A teenager has been charged with maiming a police animal after a Calgary police dog was stabbed multiple times in the head over the weekend.
A six-year-old German Shepherd named Jester was hurt early Sunday trying to catch the youth outside a Calgary school where officers were responding to a break-in.
The 14-year-old is also charged with break-and-enter and possessing a weapon dangerous to the public.
It’s the first time the Calgary Police Service has laid charges under a new section of the criminal code that protects law enforcement animals.
That youth, along with a 15-year-old who has been charged with break-and-enter, cannot be identified under the Youth Criminal Justice Act.
Jester’s condition has been upgraded from life-threatening to serious and the six-year-old dog is now recovering at home with his handler.
Jester has been a canine officer for five years and it’s not clear if he will be able to return to duty.
The 14-year-old is being charged under the Justice for Animals in Service Act, known as Quanto’s Law, which came into force in 2015. The law was named after an Edmonton police dog named Quanto who was stabbed in the RCMP headquarters parking lot while helping to catch a fleeing suspect in 2013.

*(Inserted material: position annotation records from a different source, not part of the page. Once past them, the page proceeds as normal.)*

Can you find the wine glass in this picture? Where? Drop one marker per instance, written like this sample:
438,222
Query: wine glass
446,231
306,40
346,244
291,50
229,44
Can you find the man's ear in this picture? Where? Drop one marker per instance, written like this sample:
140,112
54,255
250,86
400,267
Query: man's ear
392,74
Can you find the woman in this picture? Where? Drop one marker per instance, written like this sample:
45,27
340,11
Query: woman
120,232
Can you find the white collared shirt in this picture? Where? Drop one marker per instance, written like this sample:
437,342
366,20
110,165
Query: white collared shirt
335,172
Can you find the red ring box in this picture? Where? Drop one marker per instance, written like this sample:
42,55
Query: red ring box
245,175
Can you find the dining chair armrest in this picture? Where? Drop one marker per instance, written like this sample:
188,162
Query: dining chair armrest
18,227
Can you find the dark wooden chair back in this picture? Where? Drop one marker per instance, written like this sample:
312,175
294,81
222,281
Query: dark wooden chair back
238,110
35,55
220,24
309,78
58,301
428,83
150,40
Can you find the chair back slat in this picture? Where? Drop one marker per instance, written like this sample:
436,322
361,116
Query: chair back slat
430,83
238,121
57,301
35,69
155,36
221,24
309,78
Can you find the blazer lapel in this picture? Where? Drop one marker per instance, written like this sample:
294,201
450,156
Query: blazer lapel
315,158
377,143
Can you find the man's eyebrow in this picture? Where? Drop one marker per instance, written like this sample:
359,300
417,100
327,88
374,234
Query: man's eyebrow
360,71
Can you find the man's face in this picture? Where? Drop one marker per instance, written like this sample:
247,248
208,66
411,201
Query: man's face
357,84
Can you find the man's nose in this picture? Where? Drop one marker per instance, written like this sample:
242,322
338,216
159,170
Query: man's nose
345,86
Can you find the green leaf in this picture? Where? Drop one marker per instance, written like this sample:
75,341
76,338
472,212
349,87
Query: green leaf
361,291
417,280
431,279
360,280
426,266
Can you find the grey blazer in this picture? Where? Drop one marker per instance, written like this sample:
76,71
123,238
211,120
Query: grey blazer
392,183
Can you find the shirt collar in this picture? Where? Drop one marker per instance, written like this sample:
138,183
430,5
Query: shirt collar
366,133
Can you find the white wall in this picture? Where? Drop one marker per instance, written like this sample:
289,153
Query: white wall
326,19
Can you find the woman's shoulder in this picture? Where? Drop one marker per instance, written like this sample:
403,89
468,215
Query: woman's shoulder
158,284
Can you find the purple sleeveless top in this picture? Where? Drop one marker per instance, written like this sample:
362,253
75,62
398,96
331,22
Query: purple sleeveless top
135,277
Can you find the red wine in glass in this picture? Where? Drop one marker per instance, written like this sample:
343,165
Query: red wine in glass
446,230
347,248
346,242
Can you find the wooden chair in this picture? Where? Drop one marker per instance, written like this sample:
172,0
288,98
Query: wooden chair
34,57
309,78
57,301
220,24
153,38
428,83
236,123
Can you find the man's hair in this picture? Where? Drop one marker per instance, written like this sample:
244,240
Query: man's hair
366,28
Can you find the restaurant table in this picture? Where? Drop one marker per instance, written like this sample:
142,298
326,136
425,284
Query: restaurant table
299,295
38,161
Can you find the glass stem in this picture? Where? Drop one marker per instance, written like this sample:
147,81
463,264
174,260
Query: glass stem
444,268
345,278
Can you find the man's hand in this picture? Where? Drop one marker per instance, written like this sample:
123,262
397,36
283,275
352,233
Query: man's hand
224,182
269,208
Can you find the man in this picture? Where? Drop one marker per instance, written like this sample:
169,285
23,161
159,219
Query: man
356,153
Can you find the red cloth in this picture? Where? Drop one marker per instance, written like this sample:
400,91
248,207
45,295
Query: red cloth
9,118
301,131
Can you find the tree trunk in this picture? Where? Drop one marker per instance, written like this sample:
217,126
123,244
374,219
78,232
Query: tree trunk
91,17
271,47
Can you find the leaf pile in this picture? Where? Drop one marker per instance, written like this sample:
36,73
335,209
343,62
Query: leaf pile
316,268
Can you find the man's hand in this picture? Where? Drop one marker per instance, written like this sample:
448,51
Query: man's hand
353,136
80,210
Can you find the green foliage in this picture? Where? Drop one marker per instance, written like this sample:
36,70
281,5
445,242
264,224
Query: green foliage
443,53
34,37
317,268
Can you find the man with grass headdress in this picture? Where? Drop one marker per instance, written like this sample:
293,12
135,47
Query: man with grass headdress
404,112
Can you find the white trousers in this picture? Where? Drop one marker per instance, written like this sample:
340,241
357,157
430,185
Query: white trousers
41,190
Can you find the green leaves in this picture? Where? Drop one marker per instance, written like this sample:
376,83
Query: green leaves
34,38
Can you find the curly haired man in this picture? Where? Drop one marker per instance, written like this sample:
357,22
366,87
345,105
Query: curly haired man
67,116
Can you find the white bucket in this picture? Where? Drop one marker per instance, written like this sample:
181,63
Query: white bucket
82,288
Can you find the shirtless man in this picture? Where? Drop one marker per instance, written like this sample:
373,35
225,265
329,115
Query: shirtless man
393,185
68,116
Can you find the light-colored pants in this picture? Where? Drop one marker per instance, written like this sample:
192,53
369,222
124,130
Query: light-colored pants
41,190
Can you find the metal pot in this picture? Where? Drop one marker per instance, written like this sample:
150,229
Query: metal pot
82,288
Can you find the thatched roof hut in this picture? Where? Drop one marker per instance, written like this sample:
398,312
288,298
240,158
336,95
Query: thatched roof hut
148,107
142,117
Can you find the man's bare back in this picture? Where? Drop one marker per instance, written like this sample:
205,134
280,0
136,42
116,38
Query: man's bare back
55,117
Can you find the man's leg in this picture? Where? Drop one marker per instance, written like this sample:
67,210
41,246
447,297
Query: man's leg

Anyone convicted of intentionally killing or maiming a police dog or service animal under the law faces a maximum of five years in prison. If the animal dies, the minimum sentence is six months.
Edmonton police were the first to lay a charge under Quanto’s Law last year when one of their dogs suffered non-life-threatening injuries while helping police catch a driver they said fled on foot after a lengthy vehicle chase.